La reinvención de la democracia tiene cuatro espacios: (1) democracia en los ámbitos de la representación. Esto afecta a los partidos -su democracia interna y su financiación y el empoderamiento de los militantes-, a todo el entramado del Estado, con especial atención a los jueces -que tienen que estar controlados por la ciudadanía y responder ante ella-, y a los gastos y la financiación públicos y de los intermediarios políticos -es decir, a los asuntos de la transparencia-); (2) democracia en los ámbitos de la vida social (que afectan al ámbito doméstico, al derecho a la ciudad, a la fábrica o la empresa y a la colonización cultural que proviene de la globalización. Igualmente está aquí la democracia vinculada a la defensa común de los bienes comunes, con especial atención a los medios de producción colectivos y al medio ambiente); (3) democracia en los ámbitos de la deliberación (con nuevas formas de democracia ligadas a la información y la comunicación). (4) Y, finalmente, democracia vinculada a la elaboración y evaluación de políticas públicas y de control de la gestión política (referéndum vinculante, iniciativa legislativa popular con garantías, referéndum revocatorio de los cargos públicos, etc.). Dentro de este ámbito está la base democrática de todas las demás posibilidades: un proceso constituyente que establezca de manera participada y corresponsable los elementos compartidos del nuevo contrato social.

Final: las herramientas previas para lograr la democracia

Hace falta rebajar la incertidumbre en un mundo confuso. Para que eso no lo haga un líder o partido autoritario, xenófobo o nacionalista autoritario, hay que buscar soluciones. Para conseguir la democratización en los ámbitos señalados, en un mundo donde el sentido común es neoliberal, hacen falta los siguientes asuntos: liderazgos -en plural, que emerjan de las propias luchas sociales; organizaciones sociales que se articulen de manera autogestionada (y que para sumarse a otras organizaciones deberán asumir algún tipo de representación).
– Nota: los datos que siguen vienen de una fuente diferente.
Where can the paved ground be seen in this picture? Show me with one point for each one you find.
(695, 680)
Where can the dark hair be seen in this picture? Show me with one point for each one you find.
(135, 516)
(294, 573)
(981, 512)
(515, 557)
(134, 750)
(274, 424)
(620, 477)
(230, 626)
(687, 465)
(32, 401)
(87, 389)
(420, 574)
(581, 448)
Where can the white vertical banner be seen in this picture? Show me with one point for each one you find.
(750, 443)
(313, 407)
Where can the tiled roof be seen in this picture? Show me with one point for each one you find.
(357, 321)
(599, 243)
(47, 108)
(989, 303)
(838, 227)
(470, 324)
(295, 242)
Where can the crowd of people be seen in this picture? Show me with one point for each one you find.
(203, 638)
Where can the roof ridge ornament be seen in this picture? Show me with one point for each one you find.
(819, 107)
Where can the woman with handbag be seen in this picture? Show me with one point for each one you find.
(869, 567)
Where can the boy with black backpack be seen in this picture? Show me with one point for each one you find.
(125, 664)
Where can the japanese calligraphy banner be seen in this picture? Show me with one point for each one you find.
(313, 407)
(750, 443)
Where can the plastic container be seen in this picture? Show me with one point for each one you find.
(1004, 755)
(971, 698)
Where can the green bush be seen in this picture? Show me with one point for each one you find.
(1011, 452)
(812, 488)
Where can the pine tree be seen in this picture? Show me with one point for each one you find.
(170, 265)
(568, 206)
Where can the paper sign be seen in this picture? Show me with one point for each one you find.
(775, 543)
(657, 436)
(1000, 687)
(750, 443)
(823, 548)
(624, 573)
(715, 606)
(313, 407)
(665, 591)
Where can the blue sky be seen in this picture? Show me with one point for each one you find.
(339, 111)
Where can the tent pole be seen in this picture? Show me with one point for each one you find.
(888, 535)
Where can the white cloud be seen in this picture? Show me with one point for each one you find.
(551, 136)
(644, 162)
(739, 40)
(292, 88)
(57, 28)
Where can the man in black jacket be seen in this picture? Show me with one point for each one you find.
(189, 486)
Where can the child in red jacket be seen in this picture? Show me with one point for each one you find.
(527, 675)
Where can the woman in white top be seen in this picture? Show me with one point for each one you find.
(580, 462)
Y formas tradicionales de representación, donde van a seguir siendo necesarios, al menos en el corto plazo, partidos políticos. Hace falta democracia en los ámbitos clásicos del Estado liberal y en el ámbito experimental de las nuevas formas políticas autogestionadas. Si ha cambiado el contrato social de posguerra por la imposición del modelo neoliberal, hay que reinventar el contrato social. No desde lo abstracto a lo concreto sino, muy al contrario, de lo concreto a lo abstracto. Partiendo de los derechos humanos esenciales de cualquier persona, empezando por el derecho a alimentarse. De ahí que la democracia ahora mismo pasa por reinventar un nuevo contrato que de respuestas a la necesidad de repartir el trabajo, de otorgar una renta básica universal, de terminar con el modelo de crecimiento depredador de la naturaleza, de cohonestar las necesidades particulares con las necesidades del resto del planeta y de las generaciones futuras. Y eso se logra con una ciudadanía consciente que ha tomado democráticamente sus propias decisiones. Es decir, a través de un proceso constituyente emanado desde abajo.